Bacterial cell division begins with polymerization of FtsZ protein and formation of Z‑ring, which marks the future site of the septum at the mid-cell. Z-ring serves as a scaffold for division proteins, and its proper placement is crucial for subsequent steps in cell division. In rod-shaped bacteria, one of the mechanisms responsible for correct placement of the division septum is the Min system. The action of Min system creates a concentration gradient of division inhibitor MinC, which is highest at the cell poles and lowest at the midcell. The underlying mechanism fundamentally differs between Escherichia coli and Bacillus subtilis though, the core components of the Min system, MinC and MinD, are evolutionary conserved. MinC, the direct inhibitor of FtsZ polymerization, is attracted to the membrane via MinD, whose localisation is in turn dependent on another protein/s called topological determinant. While in E. coli MinD protein undergoes rapid pole-to-pole oscillation driven by MinE protein, in B. subtilis MinD is anchored to the cell poles via MinJ/DivIVA complex.
In our previous study, we have shown that oscillating Min system of E. coli can be transplanted into B. subtilis. Interestingly, strains in which oscillation was observed were impaired in sporulation at the step of asymmetric septum formation [1]. The finding that oscillating Min system is not compatible with sporulation might partially explain why two Min systems with such distinct mechanism evolved for two different life cycles, vegetative growth and sporulation. Genome-wide search for Min system homologues in selected Gram-positive endospore-forming bacteria revealed that they harbour various combinations of homologues from both Min systems.

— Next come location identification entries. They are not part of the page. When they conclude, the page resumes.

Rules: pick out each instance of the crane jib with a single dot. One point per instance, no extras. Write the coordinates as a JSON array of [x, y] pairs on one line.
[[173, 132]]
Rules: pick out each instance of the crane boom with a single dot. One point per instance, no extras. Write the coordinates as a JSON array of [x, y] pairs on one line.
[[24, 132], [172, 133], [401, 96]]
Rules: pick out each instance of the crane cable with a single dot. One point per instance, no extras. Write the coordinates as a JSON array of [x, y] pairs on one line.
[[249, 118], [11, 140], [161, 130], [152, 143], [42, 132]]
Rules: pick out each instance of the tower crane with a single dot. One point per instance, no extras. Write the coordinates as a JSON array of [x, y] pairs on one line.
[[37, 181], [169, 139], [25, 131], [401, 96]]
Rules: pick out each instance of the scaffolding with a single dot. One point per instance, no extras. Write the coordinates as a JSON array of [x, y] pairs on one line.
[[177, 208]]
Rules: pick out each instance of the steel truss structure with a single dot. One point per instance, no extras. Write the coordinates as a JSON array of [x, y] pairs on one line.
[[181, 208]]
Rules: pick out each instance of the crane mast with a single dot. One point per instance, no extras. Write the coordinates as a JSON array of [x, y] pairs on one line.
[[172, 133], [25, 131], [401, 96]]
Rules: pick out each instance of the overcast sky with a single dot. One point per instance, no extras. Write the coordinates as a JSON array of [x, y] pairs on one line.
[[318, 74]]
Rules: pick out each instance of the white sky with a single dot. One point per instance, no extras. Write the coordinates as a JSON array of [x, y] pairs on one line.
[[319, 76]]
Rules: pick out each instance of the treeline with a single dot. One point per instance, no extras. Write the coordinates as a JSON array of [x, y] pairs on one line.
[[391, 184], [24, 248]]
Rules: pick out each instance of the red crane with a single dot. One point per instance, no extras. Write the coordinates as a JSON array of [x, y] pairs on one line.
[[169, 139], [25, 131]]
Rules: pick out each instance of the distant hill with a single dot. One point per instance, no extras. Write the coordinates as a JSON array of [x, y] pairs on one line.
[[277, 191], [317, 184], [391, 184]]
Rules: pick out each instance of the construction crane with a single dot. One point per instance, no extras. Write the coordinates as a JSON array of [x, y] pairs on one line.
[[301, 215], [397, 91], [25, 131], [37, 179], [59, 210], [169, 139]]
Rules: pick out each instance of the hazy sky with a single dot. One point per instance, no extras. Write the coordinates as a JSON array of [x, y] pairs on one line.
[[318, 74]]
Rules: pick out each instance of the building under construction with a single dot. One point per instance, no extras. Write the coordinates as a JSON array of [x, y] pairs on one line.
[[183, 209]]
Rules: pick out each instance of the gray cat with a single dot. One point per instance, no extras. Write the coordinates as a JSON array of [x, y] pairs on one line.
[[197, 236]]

Two of the species carrying a combination of Min proteins from both systems Clostridium difficile (MinCDE, DivIVA) and Clostridium beijerinckii (MinCDE, MinJ/DivIVA) have been chosen for our further studies. Here we show the oscillatory behaviour of MinDE proteins of the two clostridial species in B. subtilis cells and investigate protein-protein interactions between Min proteins of these organisms [2]. We evaluated the effects of expression of these proteins on sporulation of B. subtilis.
This work was supported by Grant 2/0009/13 from the Slovak Academy of Sciences and by a Grant from the Slovak Research and Development Agency under contract APVV-14-018.